Мазин показал на сиденье рядом с собой:
- Валерий, мне очень некогда! Спешу на вокзал. Все, что у вас есть, выкладывайте по пути. Ясно?
- Так точно, - ответил Брусков, но не с солдатской четкостью, а пробормотал еле слышно, устыдясь собственной лихости. - Понимаете, Игорь Николаевич, мне неудобно, что я вас отвлекаю. У меня, собственно, сущая ерунда. Вы, может быть, даже смеяться будете.
- Валерий, на реверансы нет времени.
Брусков глянул на невозмутимого шофера: "Будут смеяться!" Но что оставалось делать?
- Понимаете, Игорь Николаевич, я хочу написать о Розе Ковальчук. Поэтому я взял у Майи папку с материалами. Домой взял.
- Что именно вы взяли?
- Да ничего особенного. Просто перепечатанные на машинке материалы. Из областной газеты. О процессе над фашистами и предателями в Береговом в сорок четвертом. Там казнили семерых фашистов.
- Не помню этих материалов.
- Да вы их и не видели. Я их взял еще до вашей поездки в Береговое.
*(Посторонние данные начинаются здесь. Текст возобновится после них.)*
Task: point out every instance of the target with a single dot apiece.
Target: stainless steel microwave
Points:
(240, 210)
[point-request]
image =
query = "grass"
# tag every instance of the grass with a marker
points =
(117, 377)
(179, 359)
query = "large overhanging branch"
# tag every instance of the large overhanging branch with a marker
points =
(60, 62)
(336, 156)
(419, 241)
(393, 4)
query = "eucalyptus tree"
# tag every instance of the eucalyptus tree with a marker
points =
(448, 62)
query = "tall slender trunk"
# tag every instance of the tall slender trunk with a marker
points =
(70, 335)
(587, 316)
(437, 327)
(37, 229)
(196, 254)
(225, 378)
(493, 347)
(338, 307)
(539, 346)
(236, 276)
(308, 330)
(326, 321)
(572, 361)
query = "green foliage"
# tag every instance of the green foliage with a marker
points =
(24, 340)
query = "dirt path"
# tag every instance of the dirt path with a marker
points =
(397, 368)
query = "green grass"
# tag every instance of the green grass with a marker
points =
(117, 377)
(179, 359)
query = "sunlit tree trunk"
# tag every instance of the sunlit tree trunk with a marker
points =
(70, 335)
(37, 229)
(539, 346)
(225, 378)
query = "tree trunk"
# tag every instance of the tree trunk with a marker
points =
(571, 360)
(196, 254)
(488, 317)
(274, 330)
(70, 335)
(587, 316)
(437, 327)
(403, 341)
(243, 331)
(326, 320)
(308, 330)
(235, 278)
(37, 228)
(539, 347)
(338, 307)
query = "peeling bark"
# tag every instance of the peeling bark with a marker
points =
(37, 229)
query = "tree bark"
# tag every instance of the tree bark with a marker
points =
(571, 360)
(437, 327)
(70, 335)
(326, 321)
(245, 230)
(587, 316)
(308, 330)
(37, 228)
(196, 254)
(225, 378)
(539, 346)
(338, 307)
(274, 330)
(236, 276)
Мазин повернулся так резко, что Брусков даже потеснился в угол.
- Нет, нет, Игорь Николаевич, там ничего интересного нет. Вот они, посмотрите сами...
И Валерий, быстро расстегнув портфель, достал несколько сшитых листков.
"Смерть фашистским убийцам!" - прочитал Мазин заголовок и под ним в скобках: "Газета "Южная правда" от 16 октября 1944 года".
- Если тут нет ничего интересного, зачем вы привезли мне эти листки? - спросил Мазин, бегло проглядывая бумагу и не находя действительно ничего нового.
- Вы только не смейтесь. Чепуха, конечно, но тут не хватает одной странички. Видите, третья, а потом сразу пятая.
Да, страницы в самом деле не хватало, и это было заметно не только по нумерации. Обрывки бумаги остались на сшиве.
- Любопытно.
- Вот и мне показалось. А Майя говорит, что материалы читал Стояновский. Раньше все страницы были на месте.
- Вы полагаете, что вырвал листок он?
- Может быть.
- Значит, нужно узнать, что было на этом листке. Майя не помнит?
- Помнит. Но я достал точный текст. Взял в библиотеке подшивку газеты за сорок четвертый год.
Мазин улыбнулся, а подбодренный Брусков уже совал ему в руки новый листок.
- Я показывал Майе. Она говорит, что это самое.
- Ого, вы уже целое расследование провели. Результат?
Брусков покачал головой:
- Неутешительный. Непонятно, зачем понадобился Стояновскому этот листок. Я думал, думал, идти к вам или нет, а потом все-таки пошел. Может быть, вы лучше разберетесь.
- Может быть. Но если даже листок понадобился ему, чтобы вытереть авторучку, вы поступили правильно. Спасибо, Валерий.
XIII
- Я считаю, что Кравчук должен быть арестован. Это опасный и дерзкий преступник, - сказал Козельский.
Мазин молча кивнул, но так, что нельзя было понять, согласен он с предложением своего помощника или только принимает его слова к сведению. Горячность Вадима была ему понятна. Он чувствовал известную вину перед Козельским. Нельзя было вместе с ним ездить к Кравчуку. Мазин поступил прямолинейно и ошибся. Но все-таки поведение Кравчука еще не давало оснований для ареста. Ведь они до сих пор не знали, где находился Кравчук после отъезда из Москвы.
Разговор шел в большом, с высоким потолком кабинете Волокова. Из окна виднелась желтоватая от восходящего солнца снежная вершина, напоминавшая Мазину большой кусок подтаявшего сливочного масла.
"Старею я, - подумал он. - Исчезает романтическое восприятие".
- А что Дмитрий Иванович скажет? - Мазин повернулся к Волокову.